The hearing frequently meandered into telenovela terrain, but there were several notable developments that could shape how McAfee ultimately rules on the matter.

Willis and Wade’s word versus Yeartie’s

Willis and Wade each presented similar timelines in their testimony. Wade said their romantic relationship began “around March” 2022 —months after he was hired to work on the case — while the DA said “between February and April” of that year. That gels with the timeline Wade included in a sworn affidavit attached to a recent court filing from the DA’s office.

But that contradicted the testimony given earlier in the day from Robin Bryant Yeartie, a former friend of Willis’. Yeartie, who met Willis in college and briefly worked in the Fulton DA’s office, let Willis take over the lease on a condo she rented near Hapeville.
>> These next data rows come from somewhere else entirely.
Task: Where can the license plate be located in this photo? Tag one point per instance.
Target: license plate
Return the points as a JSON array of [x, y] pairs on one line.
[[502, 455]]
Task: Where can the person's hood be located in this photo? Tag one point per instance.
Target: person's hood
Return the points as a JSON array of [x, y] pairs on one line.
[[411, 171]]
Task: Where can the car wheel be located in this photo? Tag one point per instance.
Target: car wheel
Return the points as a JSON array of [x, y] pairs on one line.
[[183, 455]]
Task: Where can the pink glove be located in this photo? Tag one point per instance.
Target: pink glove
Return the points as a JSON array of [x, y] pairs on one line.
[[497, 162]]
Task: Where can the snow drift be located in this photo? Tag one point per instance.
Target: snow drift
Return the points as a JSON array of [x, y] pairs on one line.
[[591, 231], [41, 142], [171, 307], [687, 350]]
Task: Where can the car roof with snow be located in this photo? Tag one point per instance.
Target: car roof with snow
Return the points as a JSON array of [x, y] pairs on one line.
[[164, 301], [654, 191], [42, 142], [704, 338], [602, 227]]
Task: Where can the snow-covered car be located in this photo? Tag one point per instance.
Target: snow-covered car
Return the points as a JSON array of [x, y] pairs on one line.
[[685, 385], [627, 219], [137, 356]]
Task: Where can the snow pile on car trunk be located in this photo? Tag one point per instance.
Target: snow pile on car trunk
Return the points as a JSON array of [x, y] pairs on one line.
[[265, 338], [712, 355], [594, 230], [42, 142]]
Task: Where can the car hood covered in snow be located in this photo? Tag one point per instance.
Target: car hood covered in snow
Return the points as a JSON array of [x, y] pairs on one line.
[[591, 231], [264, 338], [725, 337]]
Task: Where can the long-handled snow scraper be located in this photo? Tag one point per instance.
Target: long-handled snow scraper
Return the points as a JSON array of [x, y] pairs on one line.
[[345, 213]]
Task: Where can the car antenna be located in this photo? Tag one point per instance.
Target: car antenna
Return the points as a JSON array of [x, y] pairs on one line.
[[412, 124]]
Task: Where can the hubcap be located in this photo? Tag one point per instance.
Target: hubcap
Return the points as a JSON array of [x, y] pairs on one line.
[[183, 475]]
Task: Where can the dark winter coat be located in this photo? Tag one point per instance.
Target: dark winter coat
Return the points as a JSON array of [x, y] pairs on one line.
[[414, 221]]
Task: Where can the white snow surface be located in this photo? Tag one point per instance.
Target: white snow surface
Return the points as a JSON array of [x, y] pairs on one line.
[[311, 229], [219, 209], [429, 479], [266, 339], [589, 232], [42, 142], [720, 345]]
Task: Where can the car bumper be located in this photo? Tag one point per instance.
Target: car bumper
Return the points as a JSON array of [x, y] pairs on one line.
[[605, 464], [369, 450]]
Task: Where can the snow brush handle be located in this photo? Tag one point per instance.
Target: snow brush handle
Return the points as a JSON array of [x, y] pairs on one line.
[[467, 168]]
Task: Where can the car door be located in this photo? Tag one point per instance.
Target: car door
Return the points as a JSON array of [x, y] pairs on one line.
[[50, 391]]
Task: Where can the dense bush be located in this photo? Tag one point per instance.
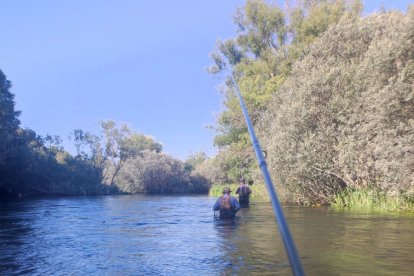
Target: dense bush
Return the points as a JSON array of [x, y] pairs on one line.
[[345, 116], [157, 173]]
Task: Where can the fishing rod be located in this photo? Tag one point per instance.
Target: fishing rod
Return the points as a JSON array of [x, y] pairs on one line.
[[290, 248]]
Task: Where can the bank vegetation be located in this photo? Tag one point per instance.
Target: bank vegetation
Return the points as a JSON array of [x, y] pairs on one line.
[[331, 95]]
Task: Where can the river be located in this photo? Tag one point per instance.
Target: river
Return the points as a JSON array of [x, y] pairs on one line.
[[178, 235]]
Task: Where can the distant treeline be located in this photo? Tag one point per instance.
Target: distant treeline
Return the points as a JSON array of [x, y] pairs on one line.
[[119, 160], [330, 93]]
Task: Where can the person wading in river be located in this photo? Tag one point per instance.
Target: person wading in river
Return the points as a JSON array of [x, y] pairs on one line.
[[244, 193], [227, 204]]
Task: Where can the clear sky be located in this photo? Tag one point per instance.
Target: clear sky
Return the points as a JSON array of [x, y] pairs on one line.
[[76, 62]]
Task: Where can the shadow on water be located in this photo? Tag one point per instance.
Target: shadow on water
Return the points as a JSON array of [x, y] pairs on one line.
[[178, 235]]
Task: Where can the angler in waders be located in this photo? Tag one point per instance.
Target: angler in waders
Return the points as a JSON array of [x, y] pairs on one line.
[[244, 193], [227, 205]]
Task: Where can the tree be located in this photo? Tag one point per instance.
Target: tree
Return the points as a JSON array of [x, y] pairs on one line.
[[9, 119]]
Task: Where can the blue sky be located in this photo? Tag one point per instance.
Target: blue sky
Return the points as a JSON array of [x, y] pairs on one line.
[[74, 62]]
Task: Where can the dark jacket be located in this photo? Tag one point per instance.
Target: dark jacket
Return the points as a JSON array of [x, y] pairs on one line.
[[227, 213], [244, 195]]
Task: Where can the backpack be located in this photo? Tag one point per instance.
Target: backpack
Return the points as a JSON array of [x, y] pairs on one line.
[[225, 203], [243, 191]]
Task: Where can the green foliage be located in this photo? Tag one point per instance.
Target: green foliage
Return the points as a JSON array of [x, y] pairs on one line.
[[261, 57], [349, 120], [372, 199], [157, 173], [194, 160], [9, 120]]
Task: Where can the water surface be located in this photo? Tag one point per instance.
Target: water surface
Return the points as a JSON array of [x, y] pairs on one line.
[[178, 235]]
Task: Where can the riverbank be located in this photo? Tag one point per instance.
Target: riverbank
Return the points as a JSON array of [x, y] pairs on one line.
[[363, 199]]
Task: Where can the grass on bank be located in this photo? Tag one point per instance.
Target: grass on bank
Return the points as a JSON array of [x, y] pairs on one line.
[[349, 198], [372, 199]]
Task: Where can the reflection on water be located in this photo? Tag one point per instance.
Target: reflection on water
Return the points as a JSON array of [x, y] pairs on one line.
[[153, 235]]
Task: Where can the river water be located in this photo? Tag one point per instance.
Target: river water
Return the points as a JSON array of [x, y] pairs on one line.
[[178, 235]]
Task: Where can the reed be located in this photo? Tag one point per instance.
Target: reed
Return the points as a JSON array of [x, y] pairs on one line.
[[369, 198], [259, 192]]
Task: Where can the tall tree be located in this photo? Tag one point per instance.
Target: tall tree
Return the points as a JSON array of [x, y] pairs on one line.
[[9, 118]]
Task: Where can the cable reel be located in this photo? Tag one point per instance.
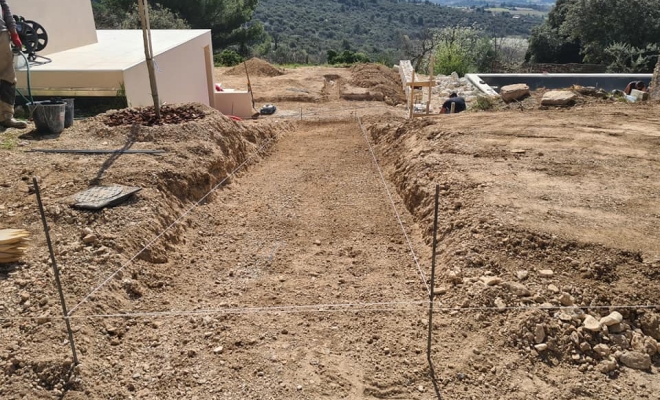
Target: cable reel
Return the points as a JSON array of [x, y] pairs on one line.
[[33, 36]]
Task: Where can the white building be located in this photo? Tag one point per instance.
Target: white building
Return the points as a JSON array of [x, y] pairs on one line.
[[87, 62]]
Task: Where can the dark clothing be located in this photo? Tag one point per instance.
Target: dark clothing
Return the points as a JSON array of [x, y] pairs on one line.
[[632, 85], [460, 104]]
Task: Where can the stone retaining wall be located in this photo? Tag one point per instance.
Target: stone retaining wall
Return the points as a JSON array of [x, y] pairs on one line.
[[655, 83], [563, 68]]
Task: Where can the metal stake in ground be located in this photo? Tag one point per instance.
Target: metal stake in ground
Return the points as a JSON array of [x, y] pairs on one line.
[[432, 292], [55, 271]]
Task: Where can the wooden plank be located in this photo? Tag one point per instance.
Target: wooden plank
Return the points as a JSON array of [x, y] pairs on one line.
[[412, 98], [428, 103]]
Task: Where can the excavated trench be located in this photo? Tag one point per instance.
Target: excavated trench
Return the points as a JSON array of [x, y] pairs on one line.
[[311, 224]]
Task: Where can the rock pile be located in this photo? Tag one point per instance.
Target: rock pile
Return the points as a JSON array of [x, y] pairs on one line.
[[447, 84], [605, 343]]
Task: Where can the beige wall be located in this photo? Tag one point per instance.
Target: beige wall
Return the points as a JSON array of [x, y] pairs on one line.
[[238, 103], [71, 83], [68, 23], [181, 75]]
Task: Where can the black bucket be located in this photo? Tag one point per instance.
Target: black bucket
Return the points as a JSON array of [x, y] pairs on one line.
[[48, 116], [68, 115]]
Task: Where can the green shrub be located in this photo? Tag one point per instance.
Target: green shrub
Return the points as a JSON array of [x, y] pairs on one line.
[[227, 58], [346, 57]]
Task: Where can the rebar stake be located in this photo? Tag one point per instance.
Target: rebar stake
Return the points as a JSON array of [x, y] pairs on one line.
[[56, 271], [432, 292]]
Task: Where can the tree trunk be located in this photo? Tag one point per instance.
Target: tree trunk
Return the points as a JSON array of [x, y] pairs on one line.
[[655, 83], [143, 9]]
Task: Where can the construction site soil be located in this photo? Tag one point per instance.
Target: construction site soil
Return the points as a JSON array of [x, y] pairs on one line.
[[289, 257]]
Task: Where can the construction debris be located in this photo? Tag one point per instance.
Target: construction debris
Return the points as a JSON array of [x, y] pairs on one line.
[[12, 244]]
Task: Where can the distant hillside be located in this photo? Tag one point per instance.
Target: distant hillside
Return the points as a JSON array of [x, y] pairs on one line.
[[491, 3], [303, 30]]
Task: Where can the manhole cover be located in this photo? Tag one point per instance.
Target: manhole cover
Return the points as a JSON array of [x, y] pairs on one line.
[[98, 197]]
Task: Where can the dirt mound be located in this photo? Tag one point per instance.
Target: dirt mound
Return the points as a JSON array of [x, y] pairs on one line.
[[146, 116], [255, 67], [379, 78], [546, 289]]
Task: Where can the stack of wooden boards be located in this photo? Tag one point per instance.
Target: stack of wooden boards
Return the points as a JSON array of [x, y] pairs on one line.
[[13, 243]]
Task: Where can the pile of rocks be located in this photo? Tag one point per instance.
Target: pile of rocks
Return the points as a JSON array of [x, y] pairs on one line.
[[627, 338], [447, 84]]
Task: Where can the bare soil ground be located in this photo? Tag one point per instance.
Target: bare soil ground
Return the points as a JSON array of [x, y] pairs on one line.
[[294, 279]]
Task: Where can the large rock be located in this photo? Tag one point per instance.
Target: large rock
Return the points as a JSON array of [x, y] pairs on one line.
[[558, 98], [635, 360], [514, 92], [590, 323], [612, 319], [651, 325]]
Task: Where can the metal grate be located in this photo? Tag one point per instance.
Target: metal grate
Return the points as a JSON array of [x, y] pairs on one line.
[[98, 197]]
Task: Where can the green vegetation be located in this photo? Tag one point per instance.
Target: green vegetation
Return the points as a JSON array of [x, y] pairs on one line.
[[228, 19], [463, 50], [228, 58], [619, 33], [332, 31], [346, 57], [302, 31], [518, 11]]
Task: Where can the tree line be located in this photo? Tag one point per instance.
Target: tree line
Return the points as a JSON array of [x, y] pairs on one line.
[[621, 34], [304, 31]]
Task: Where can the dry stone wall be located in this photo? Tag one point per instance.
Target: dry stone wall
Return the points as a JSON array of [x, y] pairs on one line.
[[655, 83]]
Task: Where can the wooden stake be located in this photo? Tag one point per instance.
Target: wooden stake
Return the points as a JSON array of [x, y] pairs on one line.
[[431, 79], [412, 96], [143, 9]]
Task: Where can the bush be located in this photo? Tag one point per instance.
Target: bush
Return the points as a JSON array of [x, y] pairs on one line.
[[346, 57], [463, 50], [227, 58]]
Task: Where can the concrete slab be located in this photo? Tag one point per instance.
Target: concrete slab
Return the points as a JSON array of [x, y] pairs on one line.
[[115, 65]]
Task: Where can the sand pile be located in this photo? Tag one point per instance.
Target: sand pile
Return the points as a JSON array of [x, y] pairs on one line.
[[255, 67], [379, 78]]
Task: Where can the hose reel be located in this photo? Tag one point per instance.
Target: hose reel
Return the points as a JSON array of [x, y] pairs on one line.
[[33, 36]]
Yeartie testified that she saw the couple hug, kiss and be affectionate not long after after they first met in 2019.

Pinning down the start date of the relationship is important for two reasons. First, if Willis was romantic with Wade before she hired him, it raises the prospect that she may have violated at least the spirit of anti-nepotism rules, though Fulton’s policy specifically focuses on family members. More importantly, if defense attorneys can prove that Willis or Wade lied in court documents it could constitute perjury and provide real incentive for McAfee to punish the DA’s office.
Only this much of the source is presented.